← Back to context

Comment by hnfong

20 days ago

I have a maxed out M3 Ultra. It runs quantized large open Chinese models pretty well. It's slow-ish, but since I don't use them very frequently, most of the time is waiting to the model to load from disk to RAM.

There are benchmarks on token generation speed out there for some of the large models. You can probably guess the speed for models you're interested in by comparing the sizes (mostly look at the active params).

Currently the main issue for M1-M4 is the prompt "preprocessing" speed. In practical terms, if you have a very long prompt, it's going to take a much long time to process it. IIRC it's due to lack of efficient matrix multiplication operations in the hardware, which I hear is rectified in the M5 architecture. So if you need to process long prompts, don't count on the Mac Studio, at least not with large models.

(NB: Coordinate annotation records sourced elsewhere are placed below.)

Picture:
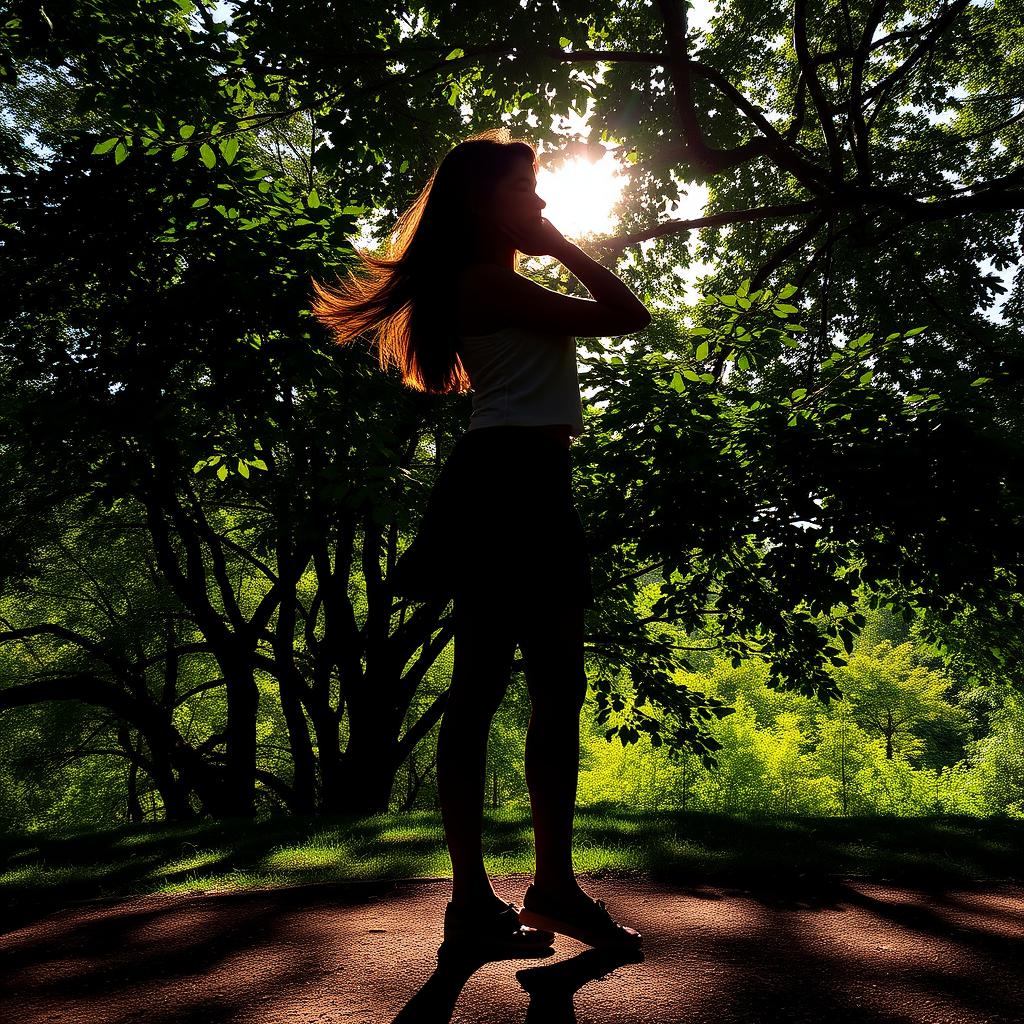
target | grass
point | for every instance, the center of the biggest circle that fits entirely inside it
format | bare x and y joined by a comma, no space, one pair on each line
39,873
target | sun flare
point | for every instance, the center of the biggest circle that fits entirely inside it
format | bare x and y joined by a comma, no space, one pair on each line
581,195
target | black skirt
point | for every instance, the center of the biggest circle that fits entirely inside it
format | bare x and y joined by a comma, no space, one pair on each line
501,524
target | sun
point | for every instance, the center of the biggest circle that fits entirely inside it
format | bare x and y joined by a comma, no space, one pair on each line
582,195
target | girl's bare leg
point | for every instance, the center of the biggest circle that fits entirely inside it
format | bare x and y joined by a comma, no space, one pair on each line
551,641
484,645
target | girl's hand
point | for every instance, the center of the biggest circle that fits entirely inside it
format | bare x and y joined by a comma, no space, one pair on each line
539,238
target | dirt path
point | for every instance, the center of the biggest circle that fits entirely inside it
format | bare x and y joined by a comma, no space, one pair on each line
844,951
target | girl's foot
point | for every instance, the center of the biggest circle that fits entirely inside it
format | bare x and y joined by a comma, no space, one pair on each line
572,912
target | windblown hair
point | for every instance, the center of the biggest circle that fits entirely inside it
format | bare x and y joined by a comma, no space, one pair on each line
403,297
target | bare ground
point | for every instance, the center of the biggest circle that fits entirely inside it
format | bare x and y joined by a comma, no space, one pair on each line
833,951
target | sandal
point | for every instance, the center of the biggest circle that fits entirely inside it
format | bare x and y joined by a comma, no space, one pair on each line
592,925
494,932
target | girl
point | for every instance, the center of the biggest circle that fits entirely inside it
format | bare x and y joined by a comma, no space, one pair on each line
501,534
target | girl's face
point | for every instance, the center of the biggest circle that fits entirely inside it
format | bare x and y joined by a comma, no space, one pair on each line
515,201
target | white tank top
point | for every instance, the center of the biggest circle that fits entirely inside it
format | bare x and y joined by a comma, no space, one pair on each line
523,378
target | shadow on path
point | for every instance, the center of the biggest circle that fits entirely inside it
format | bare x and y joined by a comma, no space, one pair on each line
849,951
551,988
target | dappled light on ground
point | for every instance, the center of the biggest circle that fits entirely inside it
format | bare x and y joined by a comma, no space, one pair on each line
368,952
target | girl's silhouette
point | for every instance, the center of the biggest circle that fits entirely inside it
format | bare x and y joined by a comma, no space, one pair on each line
501,534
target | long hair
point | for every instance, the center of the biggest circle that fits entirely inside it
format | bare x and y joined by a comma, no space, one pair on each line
403,297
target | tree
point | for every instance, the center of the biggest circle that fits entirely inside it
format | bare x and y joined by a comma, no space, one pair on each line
896,698
760,458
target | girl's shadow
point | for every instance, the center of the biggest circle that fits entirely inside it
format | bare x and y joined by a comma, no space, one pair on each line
551,988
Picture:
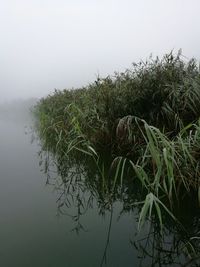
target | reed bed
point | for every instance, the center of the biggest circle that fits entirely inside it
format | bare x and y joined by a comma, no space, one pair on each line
146,118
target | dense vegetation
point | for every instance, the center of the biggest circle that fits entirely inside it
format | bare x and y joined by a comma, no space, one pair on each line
148,120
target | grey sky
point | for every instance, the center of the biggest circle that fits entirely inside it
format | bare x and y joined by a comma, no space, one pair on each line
46,44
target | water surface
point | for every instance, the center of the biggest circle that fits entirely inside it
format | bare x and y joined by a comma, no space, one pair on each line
62,224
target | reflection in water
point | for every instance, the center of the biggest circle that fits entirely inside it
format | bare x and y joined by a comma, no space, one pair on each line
82,186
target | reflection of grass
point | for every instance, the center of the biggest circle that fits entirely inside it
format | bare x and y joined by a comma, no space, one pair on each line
148,117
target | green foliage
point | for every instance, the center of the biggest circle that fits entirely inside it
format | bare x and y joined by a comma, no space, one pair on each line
147,116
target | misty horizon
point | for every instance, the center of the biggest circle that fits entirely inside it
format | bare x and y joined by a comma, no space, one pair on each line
64,44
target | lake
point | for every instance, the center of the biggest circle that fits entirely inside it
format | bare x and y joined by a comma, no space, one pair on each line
57,216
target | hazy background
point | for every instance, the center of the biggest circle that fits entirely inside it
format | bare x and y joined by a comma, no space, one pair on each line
46,44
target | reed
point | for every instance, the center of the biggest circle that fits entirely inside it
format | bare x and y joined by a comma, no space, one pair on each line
146,117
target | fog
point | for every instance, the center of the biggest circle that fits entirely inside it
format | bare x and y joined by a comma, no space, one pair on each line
50,44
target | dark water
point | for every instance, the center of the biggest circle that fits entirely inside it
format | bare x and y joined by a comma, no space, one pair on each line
72,224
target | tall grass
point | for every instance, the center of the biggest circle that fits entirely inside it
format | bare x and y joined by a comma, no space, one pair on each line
148,120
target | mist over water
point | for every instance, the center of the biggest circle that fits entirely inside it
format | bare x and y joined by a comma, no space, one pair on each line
65,44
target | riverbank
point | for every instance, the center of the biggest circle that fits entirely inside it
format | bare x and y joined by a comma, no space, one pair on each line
147,118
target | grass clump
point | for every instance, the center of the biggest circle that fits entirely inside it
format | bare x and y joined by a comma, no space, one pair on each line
148,119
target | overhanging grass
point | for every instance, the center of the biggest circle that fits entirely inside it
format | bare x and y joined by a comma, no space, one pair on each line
148,118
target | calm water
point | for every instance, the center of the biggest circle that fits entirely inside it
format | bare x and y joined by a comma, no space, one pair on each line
70,225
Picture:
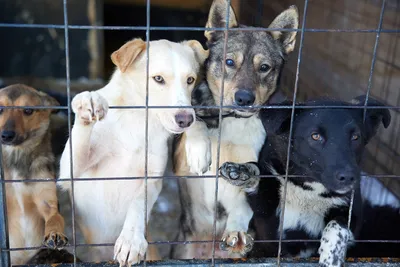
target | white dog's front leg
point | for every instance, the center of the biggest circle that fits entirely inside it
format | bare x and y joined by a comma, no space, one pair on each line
198,148
235,238
89,108
131,244
334,245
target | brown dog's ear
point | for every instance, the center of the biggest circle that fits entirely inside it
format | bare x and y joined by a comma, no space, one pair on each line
288,19
217,18
125,56
200,53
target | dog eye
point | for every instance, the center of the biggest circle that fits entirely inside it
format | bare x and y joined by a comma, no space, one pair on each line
264,68
316,137
230,62
159,79
28,111
190,80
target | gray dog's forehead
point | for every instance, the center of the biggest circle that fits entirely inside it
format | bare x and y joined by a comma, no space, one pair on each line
249,42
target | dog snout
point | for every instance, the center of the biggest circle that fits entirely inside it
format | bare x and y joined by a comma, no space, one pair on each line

So in short, if your prompts are relatively short (eg. a couple thousand tokens at most), you need/want a large model, you don't need too much scale/speed, and you need to run inference locally, then Macs are a reasonable option.

For me personally, I got my M3 Ultra somewhat due to geopolitical issues. I'm barred from accessing some of the SOTA models from the US due to where I live, and sometimes the Chinese models are not conveniently accessible either. With the hardware, they can pry DeepSeek R1, Kimi-K2, etc. from my cold dead hands lol.